Infatti la provenienza delle materie prime è solo una delle componenti della sostenibilità di un’azienda. Secondo il WWF, occorrono ventimila litri d’acqua per produrre un kg di cotone, l’equivalente necessario per una t-shirt e per un paio di jeans.
Che cos’è il cotone organico?
Il cotone è presente nella nostra vita… in tutto… Dai vestiti che indossiamo alla biancheria della casa, all’ abbigliamento infantile agli accessori sanitari.

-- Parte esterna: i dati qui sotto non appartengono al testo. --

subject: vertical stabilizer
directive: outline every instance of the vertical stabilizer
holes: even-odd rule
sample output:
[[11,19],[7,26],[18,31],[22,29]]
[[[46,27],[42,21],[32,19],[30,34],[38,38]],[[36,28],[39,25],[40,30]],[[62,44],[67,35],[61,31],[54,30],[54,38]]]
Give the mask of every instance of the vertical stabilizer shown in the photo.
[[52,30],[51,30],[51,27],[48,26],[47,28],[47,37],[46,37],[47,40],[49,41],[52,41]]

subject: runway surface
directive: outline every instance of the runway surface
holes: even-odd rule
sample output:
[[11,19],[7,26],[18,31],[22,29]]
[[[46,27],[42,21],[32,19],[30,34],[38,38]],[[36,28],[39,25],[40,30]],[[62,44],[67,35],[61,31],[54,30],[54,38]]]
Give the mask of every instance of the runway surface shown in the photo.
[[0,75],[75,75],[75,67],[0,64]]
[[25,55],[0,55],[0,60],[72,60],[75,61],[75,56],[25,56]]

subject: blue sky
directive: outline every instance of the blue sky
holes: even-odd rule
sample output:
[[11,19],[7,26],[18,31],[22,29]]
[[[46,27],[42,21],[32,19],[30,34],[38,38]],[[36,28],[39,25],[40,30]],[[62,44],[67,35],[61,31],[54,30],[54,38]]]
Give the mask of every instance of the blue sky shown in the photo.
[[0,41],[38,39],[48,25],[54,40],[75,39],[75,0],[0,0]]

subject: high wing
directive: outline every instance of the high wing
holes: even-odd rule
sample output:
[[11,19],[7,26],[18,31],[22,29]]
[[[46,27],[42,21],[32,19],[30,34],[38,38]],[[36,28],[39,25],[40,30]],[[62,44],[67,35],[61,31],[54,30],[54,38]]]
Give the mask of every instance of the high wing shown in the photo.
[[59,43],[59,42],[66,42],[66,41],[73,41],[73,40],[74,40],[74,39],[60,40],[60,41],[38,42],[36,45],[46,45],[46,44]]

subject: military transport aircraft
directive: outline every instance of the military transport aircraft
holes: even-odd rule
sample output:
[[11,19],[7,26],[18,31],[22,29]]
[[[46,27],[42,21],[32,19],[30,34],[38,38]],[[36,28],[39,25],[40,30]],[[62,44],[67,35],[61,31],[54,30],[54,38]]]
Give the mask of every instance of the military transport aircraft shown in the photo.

La fibra di cotone è versatile ed è presente, come rafforzativo, in tanti tipi di tessuti. Il cotone biologico è un cotone coltivato con metodi e prodotti che hanno un basso impatto sull’ambiente.
Per la produzione di cotone organico, vengono utilizzati sistemi di produzione biologica per fertilizzare il terreno. E ancora, eliminato l’uso di pesticidi e fertilizzanti chimici, tossici e persistenti nel cotone stesso e nell’ambiente.
La produzione di cotone organico viene certificata da organismi terzi che si occupano di verificare che i produttori utilizzino solo metodi e prodotti permessi nella produzione biologica.
Oltre al divieto di utilizzo di pesticidi tossici e fertilizzanti sintetici, il cotone organico, per essere denominato tale, non deve provenire da sementi geneticamente modificate (OGM).